Electrochemical monitoring of living cells

Abstract: This thesis presents the utilization of electroanalytical methods for analysis of dynamic cellular processes such as exocytosis, intracellular redox reactions and cell surface interactions. Microchips have been designed and manufactured with the purpose of monitoring dopamine exocytosis from single or a small ensemble of PC12 cells. The electrode surface was modified with self assembled monolayers of thiols in order to improve the electrochemical detection of dopamine. The first generation microchip relied on manual deposition of cells on top of the electrode whereas the second generation was more advanced and allowed the automatic positioning of cells prior to stimulation and measurements of quantal exocytosis. The metabolic properties of the yeast Saccharomyces cerevisiae have been investigated by monitoring intracellular reduction of the lipophilic mediator menadione. By employing a phosphoglucose isomerase deletion mutant, it was possible to determine the influence of the two major metabolic pathways, i.e. the glycolytic and the pentose phosphate pathway, on intracellular menadione reduction.
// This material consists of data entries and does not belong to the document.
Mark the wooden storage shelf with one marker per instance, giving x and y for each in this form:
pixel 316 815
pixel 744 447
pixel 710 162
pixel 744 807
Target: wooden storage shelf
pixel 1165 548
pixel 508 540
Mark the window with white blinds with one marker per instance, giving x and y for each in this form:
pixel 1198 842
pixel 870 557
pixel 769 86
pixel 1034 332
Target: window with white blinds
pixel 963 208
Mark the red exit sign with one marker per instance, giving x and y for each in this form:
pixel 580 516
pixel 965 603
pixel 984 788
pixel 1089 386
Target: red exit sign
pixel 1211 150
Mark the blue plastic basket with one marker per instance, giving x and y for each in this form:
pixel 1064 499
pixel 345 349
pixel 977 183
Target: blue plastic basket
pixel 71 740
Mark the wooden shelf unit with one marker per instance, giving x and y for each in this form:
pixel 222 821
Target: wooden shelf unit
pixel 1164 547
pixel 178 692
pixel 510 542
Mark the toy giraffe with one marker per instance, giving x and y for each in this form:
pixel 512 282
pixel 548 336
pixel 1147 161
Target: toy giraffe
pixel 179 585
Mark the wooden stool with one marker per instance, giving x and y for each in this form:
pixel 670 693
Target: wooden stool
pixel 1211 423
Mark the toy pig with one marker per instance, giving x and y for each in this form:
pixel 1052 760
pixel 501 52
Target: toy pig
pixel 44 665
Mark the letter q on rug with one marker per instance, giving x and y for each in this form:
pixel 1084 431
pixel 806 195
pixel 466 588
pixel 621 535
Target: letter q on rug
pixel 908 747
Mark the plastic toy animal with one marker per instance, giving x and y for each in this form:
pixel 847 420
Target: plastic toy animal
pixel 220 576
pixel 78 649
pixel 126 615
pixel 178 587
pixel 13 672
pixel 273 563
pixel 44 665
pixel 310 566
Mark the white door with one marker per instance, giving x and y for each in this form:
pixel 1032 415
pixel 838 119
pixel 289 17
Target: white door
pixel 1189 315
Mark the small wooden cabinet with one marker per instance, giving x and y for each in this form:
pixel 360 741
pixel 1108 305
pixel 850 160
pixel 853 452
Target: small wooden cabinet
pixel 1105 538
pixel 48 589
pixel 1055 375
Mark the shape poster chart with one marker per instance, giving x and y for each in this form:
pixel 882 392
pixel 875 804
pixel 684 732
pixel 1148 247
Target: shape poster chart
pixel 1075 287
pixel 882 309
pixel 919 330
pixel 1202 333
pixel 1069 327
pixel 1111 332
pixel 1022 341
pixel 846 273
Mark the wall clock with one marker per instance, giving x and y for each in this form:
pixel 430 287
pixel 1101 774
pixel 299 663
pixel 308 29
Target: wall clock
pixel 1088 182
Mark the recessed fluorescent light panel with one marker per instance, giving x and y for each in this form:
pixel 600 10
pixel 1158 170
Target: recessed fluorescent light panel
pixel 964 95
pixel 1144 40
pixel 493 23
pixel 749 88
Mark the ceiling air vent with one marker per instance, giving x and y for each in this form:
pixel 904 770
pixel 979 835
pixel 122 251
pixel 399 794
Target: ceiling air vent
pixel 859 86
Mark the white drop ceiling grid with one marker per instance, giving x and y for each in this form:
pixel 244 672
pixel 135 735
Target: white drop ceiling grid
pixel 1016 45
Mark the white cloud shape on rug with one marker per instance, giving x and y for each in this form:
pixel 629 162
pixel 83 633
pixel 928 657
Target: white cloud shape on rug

It was found that cells counteracted the oxidative stress imposed on the cells by the mediators by increasing the rate of NADPH producing reactions. The same strain was utilized for the investigation of enzyme inhibition and mitochondrial uncoupling by the anticoagulant dicoumarol. It was found that dicoumarol mainly affected NADH-dependent processes such as cytosolic mediator reduction and mitochondrial respiration. Electrochemical impedance spectroscopy was used to monitor interactions between yeast and thiol modified gold electrodes. The proliferation of S. cerevisiae could be monitored, up to monolayer coverage, by recording the electrode-solution interface capacitance.